Vodafone's third-quarter service revenues fell 2.6 per cent, hit by poor results from across northern Europe and a slowdown in previously robust emerging markets.
The company also warned there were no indications of any upswing in recession-hit European markets after it posted the first decline in underlying group revenues in three years, according to the Financial Times.
Vodafone CEO Vittorio Colao told the FT that growth in its emerging market operations in India and Turkey had been more than offset by the impact of macroeconomic, regulatory and competitive pressures in Europe. "We do not see a dramatic change in Europe in the coming quarters so expect [further] headwinds," he said, although he restated the group's guidance for the full year.
Despite these gloomy third-quarter numbers, which were below analysts' expectations, Vodafone's shares rose by 1.7 per cent after the stock market feared that the UK-based operator would mimic the disastrous results KPN and Belgium's Mobistar recently reported. "[The] early spike in the share price is acknowledgment of progress being made," Hargreaves Lansdown's head of equities Richard Hunter told Reuters. "There is also much to do."

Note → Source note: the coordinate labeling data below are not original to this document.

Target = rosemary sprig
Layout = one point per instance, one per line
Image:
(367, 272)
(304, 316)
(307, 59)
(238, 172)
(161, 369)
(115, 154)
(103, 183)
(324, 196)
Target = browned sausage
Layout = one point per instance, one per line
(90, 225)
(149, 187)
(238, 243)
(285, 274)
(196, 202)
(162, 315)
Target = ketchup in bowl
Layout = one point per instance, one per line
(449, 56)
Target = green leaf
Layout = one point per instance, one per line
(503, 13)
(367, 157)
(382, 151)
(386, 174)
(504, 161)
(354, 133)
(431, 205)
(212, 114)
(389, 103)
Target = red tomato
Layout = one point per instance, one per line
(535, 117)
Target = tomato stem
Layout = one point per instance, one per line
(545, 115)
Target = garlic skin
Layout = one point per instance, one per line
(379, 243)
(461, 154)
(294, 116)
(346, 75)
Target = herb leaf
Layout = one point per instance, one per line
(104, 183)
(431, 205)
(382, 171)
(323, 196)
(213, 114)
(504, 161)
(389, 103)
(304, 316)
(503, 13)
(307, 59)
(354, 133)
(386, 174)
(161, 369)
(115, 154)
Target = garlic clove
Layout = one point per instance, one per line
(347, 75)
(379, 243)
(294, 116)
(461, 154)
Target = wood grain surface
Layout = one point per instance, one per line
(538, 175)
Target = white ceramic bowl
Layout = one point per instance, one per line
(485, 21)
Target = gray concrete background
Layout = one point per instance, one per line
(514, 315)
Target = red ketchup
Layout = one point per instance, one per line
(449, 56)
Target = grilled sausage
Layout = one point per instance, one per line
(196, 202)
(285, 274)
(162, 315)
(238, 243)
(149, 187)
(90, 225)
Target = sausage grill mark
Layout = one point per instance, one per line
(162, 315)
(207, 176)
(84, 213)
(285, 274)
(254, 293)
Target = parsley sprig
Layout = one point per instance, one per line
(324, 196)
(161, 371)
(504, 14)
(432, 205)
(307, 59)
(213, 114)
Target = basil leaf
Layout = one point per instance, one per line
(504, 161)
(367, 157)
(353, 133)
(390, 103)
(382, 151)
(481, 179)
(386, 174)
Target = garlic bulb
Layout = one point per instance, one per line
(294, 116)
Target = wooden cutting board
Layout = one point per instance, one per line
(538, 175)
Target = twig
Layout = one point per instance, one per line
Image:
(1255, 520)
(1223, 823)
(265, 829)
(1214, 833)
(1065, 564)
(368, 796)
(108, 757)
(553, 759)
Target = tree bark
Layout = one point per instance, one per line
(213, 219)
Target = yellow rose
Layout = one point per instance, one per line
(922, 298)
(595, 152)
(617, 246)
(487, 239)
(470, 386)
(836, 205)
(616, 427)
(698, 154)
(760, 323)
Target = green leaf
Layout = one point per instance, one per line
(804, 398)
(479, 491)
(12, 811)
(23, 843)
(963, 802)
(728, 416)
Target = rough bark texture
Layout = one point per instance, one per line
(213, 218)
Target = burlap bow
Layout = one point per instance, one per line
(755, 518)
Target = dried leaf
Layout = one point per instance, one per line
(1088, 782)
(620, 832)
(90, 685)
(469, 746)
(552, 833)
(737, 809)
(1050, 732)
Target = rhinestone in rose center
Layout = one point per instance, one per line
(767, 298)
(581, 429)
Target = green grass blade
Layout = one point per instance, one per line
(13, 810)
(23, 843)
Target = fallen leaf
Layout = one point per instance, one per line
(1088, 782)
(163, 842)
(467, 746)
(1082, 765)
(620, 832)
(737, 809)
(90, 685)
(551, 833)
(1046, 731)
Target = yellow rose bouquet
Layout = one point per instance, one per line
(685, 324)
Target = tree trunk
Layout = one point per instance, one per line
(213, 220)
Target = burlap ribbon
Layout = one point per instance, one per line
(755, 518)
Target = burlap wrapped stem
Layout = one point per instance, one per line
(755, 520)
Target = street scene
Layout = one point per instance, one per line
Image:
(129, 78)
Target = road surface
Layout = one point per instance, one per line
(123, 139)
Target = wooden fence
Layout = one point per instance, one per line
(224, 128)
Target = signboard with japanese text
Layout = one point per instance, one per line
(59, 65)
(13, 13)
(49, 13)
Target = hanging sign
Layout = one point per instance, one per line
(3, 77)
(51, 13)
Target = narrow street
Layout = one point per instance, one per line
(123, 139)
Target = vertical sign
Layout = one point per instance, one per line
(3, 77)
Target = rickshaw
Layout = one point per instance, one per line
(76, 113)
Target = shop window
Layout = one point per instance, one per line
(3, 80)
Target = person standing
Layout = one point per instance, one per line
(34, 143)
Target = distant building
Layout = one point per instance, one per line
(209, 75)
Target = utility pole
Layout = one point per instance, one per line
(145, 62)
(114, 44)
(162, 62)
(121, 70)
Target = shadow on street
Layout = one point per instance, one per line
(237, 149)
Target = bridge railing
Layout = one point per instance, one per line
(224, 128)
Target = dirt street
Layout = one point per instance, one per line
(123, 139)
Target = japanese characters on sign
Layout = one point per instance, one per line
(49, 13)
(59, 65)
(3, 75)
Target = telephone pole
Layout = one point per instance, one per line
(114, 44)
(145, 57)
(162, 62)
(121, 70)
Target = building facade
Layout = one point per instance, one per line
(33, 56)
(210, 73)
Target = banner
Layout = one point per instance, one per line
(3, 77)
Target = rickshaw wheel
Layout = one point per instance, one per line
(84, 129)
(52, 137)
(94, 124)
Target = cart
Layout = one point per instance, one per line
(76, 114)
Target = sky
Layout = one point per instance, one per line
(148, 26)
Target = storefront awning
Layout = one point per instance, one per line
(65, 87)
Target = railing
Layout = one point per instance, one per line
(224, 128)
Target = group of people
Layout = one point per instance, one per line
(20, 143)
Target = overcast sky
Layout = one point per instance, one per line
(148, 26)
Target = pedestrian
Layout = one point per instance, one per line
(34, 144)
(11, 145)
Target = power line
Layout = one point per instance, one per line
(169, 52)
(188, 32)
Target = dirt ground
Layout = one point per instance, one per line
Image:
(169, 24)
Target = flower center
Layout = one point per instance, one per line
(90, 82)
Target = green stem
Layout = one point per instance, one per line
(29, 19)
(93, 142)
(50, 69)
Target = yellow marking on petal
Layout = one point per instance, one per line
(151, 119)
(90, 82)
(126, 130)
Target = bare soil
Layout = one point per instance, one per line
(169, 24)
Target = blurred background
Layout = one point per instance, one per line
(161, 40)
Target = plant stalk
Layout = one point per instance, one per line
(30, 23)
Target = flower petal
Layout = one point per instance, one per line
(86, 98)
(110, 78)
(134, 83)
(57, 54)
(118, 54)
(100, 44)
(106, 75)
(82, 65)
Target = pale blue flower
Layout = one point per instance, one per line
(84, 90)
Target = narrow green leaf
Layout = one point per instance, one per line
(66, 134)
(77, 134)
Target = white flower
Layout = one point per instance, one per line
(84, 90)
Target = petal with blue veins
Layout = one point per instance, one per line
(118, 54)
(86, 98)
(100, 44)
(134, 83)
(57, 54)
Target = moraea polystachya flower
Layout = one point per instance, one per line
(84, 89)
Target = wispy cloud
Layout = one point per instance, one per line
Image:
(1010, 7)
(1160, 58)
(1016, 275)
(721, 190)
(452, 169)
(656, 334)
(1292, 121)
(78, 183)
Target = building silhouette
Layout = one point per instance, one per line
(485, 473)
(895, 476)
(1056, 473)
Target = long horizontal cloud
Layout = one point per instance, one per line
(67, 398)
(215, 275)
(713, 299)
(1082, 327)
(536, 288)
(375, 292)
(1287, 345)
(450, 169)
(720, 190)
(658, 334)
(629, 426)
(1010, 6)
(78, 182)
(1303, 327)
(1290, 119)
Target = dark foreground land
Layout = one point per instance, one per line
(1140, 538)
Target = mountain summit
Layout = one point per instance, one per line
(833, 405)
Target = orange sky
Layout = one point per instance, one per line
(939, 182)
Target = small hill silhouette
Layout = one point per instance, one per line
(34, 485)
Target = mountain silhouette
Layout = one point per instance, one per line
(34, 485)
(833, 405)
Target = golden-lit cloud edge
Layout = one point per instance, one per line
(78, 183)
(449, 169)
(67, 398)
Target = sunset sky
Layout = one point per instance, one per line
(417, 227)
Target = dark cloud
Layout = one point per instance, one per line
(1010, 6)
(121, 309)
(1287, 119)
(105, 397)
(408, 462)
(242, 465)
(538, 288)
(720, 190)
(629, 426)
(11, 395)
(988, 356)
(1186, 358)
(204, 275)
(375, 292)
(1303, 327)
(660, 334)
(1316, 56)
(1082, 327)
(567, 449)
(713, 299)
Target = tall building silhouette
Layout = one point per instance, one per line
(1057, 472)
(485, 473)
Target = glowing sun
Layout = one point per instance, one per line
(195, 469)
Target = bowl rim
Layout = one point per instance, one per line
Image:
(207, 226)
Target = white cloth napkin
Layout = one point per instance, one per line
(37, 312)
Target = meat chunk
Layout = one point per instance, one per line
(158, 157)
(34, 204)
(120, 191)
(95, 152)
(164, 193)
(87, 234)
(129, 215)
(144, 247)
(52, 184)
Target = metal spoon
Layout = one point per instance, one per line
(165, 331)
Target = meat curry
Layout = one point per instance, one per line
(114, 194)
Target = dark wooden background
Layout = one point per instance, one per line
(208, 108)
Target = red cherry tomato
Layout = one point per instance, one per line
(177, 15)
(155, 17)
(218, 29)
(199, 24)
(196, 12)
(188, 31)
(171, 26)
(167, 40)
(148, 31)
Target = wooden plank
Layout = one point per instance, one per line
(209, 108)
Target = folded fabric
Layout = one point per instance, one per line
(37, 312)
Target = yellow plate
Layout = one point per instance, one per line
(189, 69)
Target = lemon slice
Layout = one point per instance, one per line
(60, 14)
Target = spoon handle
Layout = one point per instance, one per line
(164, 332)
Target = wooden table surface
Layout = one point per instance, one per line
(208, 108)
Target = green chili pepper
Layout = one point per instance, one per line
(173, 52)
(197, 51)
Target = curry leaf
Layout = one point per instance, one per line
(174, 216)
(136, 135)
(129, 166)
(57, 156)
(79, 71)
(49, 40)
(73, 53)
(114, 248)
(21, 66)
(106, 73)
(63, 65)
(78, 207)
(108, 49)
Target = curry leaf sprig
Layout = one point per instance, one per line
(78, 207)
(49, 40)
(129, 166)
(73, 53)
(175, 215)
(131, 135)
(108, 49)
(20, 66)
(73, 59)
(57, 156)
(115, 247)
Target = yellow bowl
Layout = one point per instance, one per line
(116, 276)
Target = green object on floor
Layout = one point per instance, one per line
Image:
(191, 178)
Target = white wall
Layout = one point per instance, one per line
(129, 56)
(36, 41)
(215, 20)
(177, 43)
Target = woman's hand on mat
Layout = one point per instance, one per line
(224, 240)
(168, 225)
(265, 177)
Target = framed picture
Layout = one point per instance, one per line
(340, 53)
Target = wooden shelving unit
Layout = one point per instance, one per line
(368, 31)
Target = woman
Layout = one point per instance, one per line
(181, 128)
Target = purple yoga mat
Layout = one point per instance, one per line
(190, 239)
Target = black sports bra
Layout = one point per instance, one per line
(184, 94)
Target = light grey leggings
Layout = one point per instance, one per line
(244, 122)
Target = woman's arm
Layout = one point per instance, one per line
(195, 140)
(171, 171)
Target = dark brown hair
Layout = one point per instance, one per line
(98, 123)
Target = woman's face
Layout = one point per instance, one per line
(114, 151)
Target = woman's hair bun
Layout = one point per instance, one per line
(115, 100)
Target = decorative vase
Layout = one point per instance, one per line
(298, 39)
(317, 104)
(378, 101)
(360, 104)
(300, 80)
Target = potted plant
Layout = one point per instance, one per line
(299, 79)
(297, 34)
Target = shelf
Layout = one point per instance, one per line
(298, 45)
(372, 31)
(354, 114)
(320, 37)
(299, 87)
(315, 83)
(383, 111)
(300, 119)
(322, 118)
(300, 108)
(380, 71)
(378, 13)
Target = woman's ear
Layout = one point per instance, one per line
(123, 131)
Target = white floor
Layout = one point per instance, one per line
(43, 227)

"Plans are afoot to ratchet up the cost efficiency programme," Hunter said. "Meanwhile, the Indian tax case, general regulatory overhang and the fiercely competitive nature of Vodafone's industry remain serious headwinds."
The worsening service revenues in Germany and UK, which have so far proven healthy, are a worry. Overall, revenue was down on an organic basis in Germany by 0.2 per cent, the UK was down by 5.2 per cent, Italy down by 13.8 per cent and Spain was down by 11.3 per cent, according to Reuters.
Sanford C. Bernstein analyst Robin Bienenstock was particularly bearish: "We expect peer results to show that Vodafone is doing worse than peers. The pace of decline almost doubled in Europe while (emerging market) growth fell by about a third."
But Charles Stanley analyst Jeremy Batstone-Carr is more upbeat, and, according to CityWire he wrote that the results came as no surprise to analysts. "The results were a bit dismal, involving further sequential deterioration, but this was against the background of very low expectations as the headwinds of European macro, medium-term revenue reductions and increasing competition were clear to investors," he wrote.
This viewpoint was echoed by Bank of America Merrill Lynch, which has upgraded Vodafone from neutral to a "buy." This shift was sparked by continued industry chatter over a possible takeover by Verizonn Communications of Verizon Wireless, in which Vodafone holds a 45 per cent stake, according to ProActive Investor.